Sim, enquanto vivermos num mundo regido pela ignorância e pelo desconhecimento das Leis Divinas, as interpretações podem levar para estes preconceitos, pois os erros são muito mais abrangentes do que os acertos.

O momento atual exige muita coragem do indivíduo espiritualizado para que não contrarie o que realmente sente em seu coração.
Terá de abdicar e abrir mão de certas “vantagens”, “oportunidades”, “agressividades”, “disputas”, se realmente pretende elevar-se. Por isso que tem sido difícil para muitas pessoas aderir ao caminho evolutivo, pois ilusoriamente pode ser interpretado como perdas ao invés de conquistas.
Podemos dizer que as conquistas imediatas são ilusórias, passageiras, finitas e muitas vezes cármicas.

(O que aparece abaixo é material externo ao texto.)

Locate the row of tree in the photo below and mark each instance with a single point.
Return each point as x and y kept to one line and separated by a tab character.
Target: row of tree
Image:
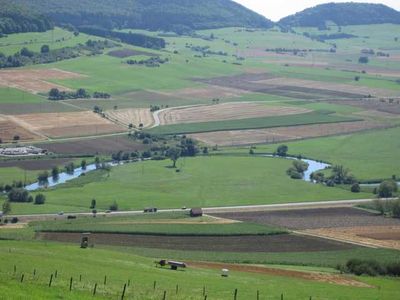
15	19
56	95
27	57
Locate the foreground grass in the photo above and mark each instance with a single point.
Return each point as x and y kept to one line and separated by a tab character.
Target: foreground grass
316	117
202	182
119	267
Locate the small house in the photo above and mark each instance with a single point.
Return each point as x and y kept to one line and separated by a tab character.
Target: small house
196	212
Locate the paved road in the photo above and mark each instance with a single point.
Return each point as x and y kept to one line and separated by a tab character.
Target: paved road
209	210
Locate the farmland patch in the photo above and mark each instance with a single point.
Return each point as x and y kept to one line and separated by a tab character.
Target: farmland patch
313	218
226	111
103	145
67	124
123	53
35	81
280	134
134	116
273	243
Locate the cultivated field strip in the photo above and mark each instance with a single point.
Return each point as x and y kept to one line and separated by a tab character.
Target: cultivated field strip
35	81
280	134
225	111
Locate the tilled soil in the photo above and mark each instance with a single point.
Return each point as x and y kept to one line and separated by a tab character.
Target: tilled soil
313	218
273	243
313	276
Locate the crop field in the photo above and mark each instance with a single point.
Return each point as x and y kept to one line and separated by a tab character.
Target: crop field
224	112
134	116
35	80
68	124
9	129
95	146
94	264
301	219
202	182
314	117
281	134
259	243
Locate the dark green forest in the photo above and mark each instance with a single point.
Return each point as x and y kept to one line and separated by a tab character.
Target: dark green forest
343	14
171	15
16	18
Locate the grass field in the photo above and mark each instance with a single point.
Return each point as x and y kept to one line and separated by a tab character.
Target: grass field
368	155
159	224
316	117
119	267
203	181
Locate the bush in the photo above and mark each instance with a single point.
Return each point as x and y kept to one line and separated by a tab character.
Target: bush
355	188
40	199
114	206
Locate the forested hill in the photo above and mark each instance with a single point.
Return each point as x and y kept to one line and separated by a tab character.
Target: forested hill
175	15
343	14
15	18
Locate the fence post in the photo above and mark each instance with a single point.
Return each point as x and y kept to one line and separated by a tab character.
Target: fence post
51	280
123	292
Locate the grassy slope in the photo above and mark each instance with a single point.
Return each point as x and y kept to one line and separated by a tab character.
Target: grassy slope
56	39
369	155
316	117
203	181
93	264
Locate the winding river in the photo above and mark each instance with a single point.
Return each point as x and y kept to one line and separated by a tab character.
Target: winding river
64	177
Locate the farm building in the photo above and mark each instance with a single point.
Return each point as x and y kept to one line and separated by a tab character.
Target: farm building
196	212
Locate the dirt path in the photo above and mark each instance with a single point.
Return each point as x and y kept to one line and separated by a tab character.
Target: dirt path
313	276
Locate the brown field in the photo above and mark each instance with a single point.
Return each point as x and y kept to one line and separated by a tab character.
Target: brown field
225	111
34	164
135	116
303	219
69	124
313	276
34	81
274	135
373	105
273	243
101	146
286	87
123	53
210	92
375	236
9	129
320	85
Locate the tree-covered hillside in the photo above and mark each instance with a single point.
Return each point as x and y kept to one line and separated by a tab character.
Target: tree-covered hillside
15	18
175	15
343	14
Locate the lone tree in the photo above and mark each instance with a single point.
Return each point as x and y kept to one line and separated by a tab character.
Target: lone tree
282	150
93	204
40	199
387	189
45	49
6	207
174	154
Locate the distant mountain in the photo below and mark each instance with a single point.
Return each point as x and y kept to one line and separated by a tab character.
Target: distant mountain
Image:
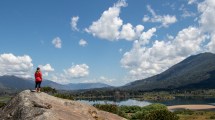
197	71
14	82
17	83
77	86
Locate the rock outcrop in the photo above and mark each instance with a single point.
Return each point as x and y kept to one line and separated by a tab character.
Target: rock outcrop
29	105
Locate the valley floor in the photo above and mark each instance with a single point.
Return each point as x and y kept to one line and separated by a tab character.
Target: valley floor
192	107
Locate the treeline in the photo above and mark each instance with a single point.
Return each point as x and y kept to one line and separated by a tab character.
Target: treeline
150	112
123	94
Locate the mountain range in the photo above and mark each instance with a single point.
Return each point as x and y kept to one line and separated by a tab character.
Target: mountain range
17	83
197	71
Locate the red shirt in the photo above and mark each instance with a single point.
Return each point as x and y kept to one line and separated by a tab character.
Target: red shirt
38	76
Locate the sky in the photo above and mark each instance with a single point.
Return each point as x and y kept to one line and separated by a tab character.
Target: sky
108	41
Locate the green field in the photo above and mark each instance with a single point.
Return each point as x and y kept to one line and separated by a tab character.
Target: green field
4	99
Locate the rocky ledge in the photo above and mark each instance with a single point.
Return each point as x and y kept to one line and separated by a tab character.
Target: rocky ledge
29	105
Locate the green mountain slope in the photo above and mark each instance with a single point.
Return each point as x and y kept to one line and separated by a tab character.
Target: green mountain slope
196	71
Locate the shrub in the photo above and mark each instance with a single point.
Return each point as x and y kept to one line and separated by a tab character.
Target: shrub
64	96
184	112
130	109
161	115
48	90
107	107
155	106
2	104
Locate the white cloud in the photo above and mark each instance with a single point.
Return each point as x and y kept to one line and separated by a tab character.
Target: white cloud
143	61
146	36
170	37
185	12
74	21
46	69
15	65
165	20
57	42
127	32
82	42
108	25
77	71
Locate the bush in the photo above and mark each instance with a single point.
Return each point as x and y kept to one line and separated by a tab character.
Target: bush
48	90
2	104
184	112
161	115
155	106
107	107
64	96
212	117
130	109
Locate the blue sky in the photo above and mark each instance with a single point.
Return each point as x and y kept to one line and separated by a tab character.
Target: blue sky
109	41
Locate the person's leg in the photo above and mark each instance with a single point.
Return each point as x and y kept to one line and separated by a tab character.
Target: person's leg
36	88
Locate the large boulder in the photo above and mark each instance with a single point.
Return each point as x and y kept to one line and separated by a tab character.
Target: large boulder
29	105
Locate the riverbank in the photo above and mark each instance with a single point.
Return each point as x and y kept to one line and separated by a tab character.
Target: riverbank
192	107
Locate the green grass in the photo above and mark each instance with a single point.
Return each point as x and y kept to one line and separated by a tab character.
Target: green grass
195	115
5	99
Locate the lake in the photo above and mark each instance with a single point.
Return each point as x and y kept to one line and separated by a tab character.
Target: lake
131	102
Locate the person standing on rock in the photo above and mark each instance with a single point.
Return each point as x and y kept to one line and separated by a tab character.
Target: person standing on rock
38	79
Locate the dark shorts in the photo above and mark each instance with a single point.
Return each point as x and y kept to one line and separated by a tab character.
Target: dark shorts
37	84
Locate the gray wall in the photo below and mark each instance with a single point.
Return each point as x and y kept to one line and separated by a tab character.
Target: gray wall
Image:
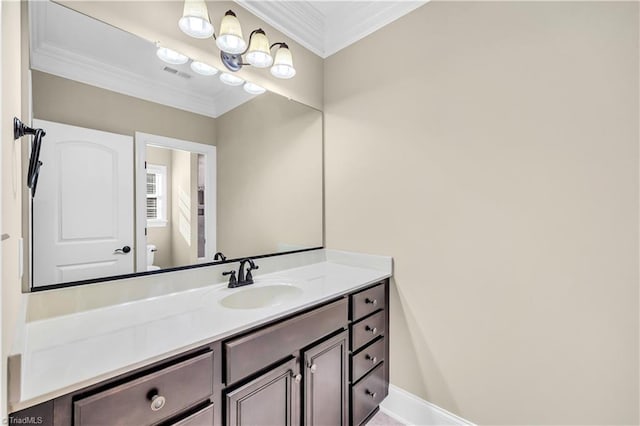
69	102
269	177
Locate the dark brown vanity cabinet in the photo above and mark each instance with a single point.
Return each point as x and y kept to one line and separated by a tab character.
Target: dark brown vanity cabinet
312	382
270	399
369	351
326	382
327	365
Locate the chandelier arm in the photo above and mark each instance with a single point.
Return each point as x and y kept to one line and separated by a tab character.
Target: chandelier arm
249	43
279	44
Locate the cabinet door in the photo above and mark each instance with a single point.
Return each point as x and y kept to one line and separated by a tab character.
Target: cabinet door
271	399
325	376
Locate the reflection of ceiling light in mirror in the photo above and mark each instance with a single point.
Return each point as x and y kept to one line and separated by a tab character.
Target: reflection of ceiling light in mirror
283	63
202	68
195	19
231	79
230	39
259	54
254	89
171	56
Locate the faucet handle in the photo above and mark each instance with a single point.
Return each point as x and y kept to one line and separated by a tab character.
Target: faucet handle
232	279
249	276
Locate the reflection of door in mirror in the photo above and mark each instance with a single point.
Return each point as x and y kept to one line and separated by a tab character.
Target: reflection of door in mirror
83	210
175	202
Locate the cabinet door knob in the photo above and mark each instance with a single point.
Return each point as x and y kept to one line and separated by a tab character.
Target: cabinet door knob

Ao passo que as conquistas reais, são autenticas, são eternas, progressivas e servem para qualquer lugar que você se encontre no universo.

Nesta fase e nas seguintes, do ciclo de transição terrestre, teremos de ser cada vez mais rigorosos e firmes em abdicar de conquistas efêmeras e passageiras, pois estas tem um caráter altamente perigoso, pois iludem e apoiam-se em convincentes mentiras. De certa forma, buscam continuamente nos “comprar”, ou seja, sempre exigirão contrapartidas às propostas apresentadas.
Muitas vezes estas propostas são excessivamente fartas, caras. Neste caso nosso investimento nas ilusões será, com certeza muito mais comprometedora, pois nada, no plano terrestre é de graça.
Um jogo de forças negativas, intensas e poderosas procura de forma muito convincente, nos convencer de que sem isto ou aquilo não iremos viver bem. Ao cairmos nesta pegadinha, a contrapartida será cruel, desarticuladora, destruidora, podendo envolver grandes investimentos que fizemos em familia, amigos, retidão, espiritualidade, podendo, num piscar de olhos, levar anos de investimento progressivo no campo da espiritualidade e da evolução.

Todo cuidado é pouco.
Se nos convencermos da transição planetária em curso, não fará sentido nos concentrarmos somente nos afazeres da vida terrena, na vida material, pois tudo será transformado.
Indivíduos lúcidos deste processo estarão ocupados no refinamento da sua espiritualidade, estarão voltados para coisas mais subjetivas, mais abrangentes e menos preocupados em preencherem suas ambições e ganancias.

Portanto, para alguns que resolverem adotar esta postura, poder ser necessário, somente pequenos ajustes, mas para outros pode ser grandes mudanças.
Auto avalie-se e reposicione-se se for o caso.